A home robot that folds laundry, makes beds, and picks toys off the floor sounds like science fiction. Weave Robotics, a startup based in San Francisco, wants to make it a Tuesday morning.
The company has just unveiled Isaac 1, a wheeled home robot designed to handle the kind of low-level chores that eat up hours every week. It costs $7,999 to buy outright, or $449 a month if you would rather spread the cost. Deliveries are scheduled to start this autumn.
Isaac 1 is not the tall, intimidating humanoid you might picture. It has a cartoon-like face, a body wrapped in soft, swappable fabric, and a wheeled base that keeps it stable without needing to balance on legs. The design is deliberate. Weave wanted something that feels safe to have around the home, not something that makes the cat flee the room.
The height is where it gets clever. Isaac 1 can collapse down to 3 feet tall to pick items off the floor, then extend up to 5 feet 9 inches to reach a counter or a shelf. Two arms fitted with two-finger grippers handle the actual grabbing and placing.

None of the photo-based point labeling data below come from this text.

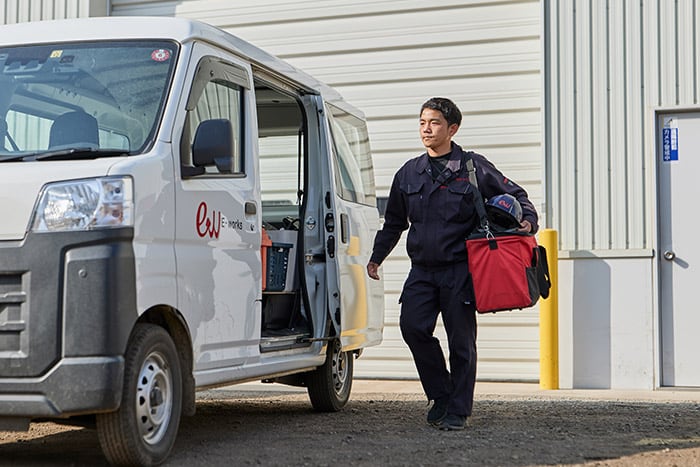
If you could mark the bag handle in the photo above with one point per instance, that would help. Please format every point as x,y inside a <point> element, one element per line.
<point>479,201</point>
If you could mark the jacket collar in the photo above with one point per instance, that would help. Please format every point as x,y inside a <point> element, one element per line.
<point>453,164</point>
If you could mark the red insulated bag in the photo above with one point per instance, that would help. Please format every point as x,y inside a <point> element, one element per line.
<point>509,270</point>
<point>506,270</point>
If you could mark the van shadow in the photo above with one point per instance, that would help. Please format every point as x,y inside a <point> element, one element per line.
<point>283,430</point>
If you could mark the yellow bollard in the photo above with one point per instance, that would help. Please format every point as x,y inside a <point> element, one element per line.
<point>549,316</point>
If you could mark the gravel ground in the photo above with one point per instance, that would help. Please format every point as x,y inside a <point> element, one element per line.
<point>384,424</point>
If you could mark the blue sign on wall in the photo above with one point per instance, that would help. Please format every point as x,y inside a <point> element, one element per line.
<point>670,142</point>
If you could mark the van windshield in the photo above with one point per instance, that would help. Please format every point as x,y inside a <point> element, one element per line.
<point>73,99</point>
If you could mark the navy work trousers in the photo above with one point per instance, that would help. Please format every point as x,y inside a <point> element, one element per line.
<point>427,293</point>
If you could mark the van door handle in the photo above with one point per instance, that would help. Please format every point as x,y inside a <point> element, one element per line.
<point>344,227</point>
<point>250,208</point>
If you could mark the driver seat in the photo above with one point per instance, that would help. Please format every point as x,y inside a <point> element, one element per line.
<point>74,129</point>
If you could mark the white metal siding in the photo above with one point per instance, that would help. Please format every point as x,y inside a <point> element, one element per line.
<point>388,57</point>
<point>19,11</point>
<point>609,63</point>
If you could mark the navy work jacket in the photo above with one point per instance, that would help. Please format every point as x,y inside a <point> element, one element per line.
<point>440,214</point>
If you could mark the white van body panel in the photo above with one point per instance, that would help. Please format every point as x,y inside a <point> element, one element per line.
<point>154,225</point>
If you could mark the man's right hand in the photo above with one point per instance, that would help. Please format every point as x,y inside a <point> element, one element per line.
<point>373,270</point>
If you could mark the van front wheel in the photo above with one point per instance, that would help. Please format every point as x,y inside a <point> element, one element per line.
<point>143,430</point>
<point>330,384</point>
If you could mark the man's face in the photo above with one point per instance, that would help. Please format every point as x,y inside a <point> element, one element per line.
<point>435,133</point>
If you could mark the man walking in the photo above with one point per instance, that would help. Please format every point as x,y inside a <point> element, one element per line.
<point>432,198</point>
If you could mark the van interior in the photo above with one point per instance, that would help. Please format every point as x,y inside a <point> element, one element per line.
<point>283,146</point>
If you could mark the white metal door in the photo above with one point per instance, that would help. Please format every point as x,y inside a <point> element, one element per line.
<point>678,156</point>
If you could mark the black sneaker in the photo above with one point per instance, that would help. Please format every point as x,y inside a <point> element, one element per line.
<point>453,422</point>
<point>438,411</point>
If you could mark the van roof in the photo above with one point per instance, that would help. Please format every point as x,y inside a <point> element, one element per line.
<point>158,27</point>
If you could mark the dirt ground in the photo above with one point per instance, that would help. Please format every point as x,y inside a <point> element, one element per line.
<point>275,426</point>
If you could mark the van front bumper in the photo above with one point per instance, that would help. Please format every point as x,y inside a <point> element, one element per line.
<point>74,386</point>
<point>67,307</point>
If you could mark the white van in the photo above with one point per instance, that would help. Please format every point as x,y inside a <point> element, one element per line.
<point>180,210</point>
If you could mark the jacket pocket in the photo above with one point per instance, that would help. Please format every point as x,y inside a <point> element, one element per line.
<point>458,202</point>
<point>413,192</point>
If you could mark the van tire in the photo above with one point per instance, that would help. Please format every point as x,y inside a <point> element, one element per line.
<point>143,430</point>
<point>330,384</point>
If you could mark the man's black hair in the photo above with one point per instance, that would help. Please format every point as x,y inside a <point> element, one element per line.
<point>446,107</point>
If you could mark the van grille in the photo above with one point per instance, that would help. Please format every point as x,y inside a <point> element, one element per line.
<point>12,321</point>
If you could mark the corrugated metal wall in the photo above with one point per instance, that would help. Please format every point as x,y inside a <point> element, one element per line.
<point>609,64</point>
<point>388,57</point>
<point>19,11</point>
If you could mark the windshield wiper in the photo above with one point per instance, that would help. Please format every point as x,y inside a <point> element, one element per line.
<point>66,154</point>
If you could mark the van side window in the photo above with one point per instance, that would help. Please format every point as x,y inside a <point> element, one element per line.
<point>353,160</point>
<point>212,140</point>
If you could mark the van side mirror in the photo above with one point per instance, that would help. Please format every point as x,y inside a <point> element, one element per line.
<point>213,145</point>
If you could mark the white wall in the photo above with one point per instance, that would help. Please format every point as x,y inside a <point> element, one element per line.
<point>606,328</point>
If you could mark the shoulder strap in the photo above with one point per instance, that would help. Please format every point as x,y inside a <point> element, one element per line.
<point>478,197</point>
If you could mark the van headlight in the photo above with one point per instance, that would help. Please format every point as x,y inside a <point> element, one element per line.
<point>97,203</point>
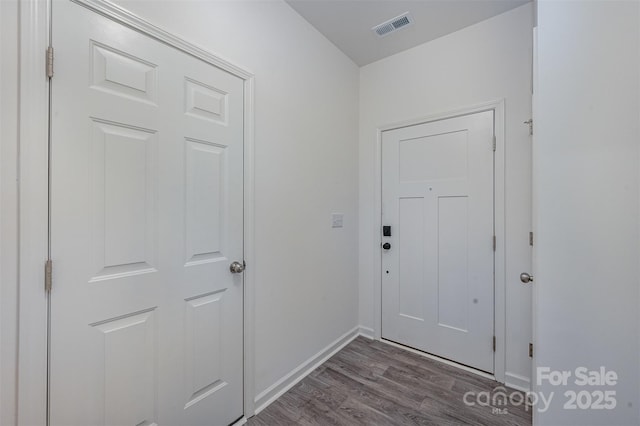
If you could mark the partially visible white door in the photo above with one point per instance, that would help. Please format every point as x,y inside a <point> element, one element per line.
<point>438,266</point>
<point>146,218</point>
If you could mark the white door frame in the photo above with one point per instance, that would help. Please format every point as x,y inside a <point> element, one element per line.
<point>34,18</point>
<point>499,210</point>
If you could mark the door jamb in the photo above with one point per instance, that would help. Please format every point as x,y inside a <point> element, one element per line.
<point>34,17</point>
<point>499,220</point>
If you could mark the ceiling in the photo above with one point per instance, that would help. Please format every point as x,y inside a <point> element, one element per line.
<point>348,23</point>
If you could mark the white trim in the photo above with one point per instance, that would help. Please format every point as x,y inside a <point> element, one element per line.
<point>518,382</point>
<point>240,422</point>
<point>500,267</point>
<point>367,332</point>
<point>34,38</point>
<point>124,17</point>
<point>273,392</point>
<point>249,249</point>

The robot navigates your home on its own, moving from room to room to finish a task or rolling back to its charging station between jobs. You schedule tasks through a companion smartphone app and can check in remotely while you are out, so you could start a laundry fold from your lunch break.
Practical details matter here. Eight hours of battery life covers a full working day. A two-hour recharge means it is not sitting idle for long. The charging dock also includes a privacy screen so the robot is out of sight when it is resting.
Should owners worry about being watched?
No, and Weave has thought about this specifically. Isaac 1 has physical shutters that close over its head cameras when the robot is not actively working. You can see at a glance whether it is switched on and observing, no guesswork required. That kind of visible, physical privacy cue is rare on consumer robots right now.
Isaac 1 is not Weave's first robot. The earlier Isaac 0, first reported by The Robot Report, was a stationary model that folded laundry at home and at commercial laundry services in the San Francisco area. That experience trained the AI model, the decision-making software, that now powers Isaac 1's broader skill set.
Isaac 1 receives ongoing software updates over time, meaning its abilities should improve the longer you own it. Whether the price point finds an audience will be the real test. At $449 a month, you are spending about the same as a part-time cleaner. The question Weave has to answer is simple: can a robot actually do the job well enough to be worth it?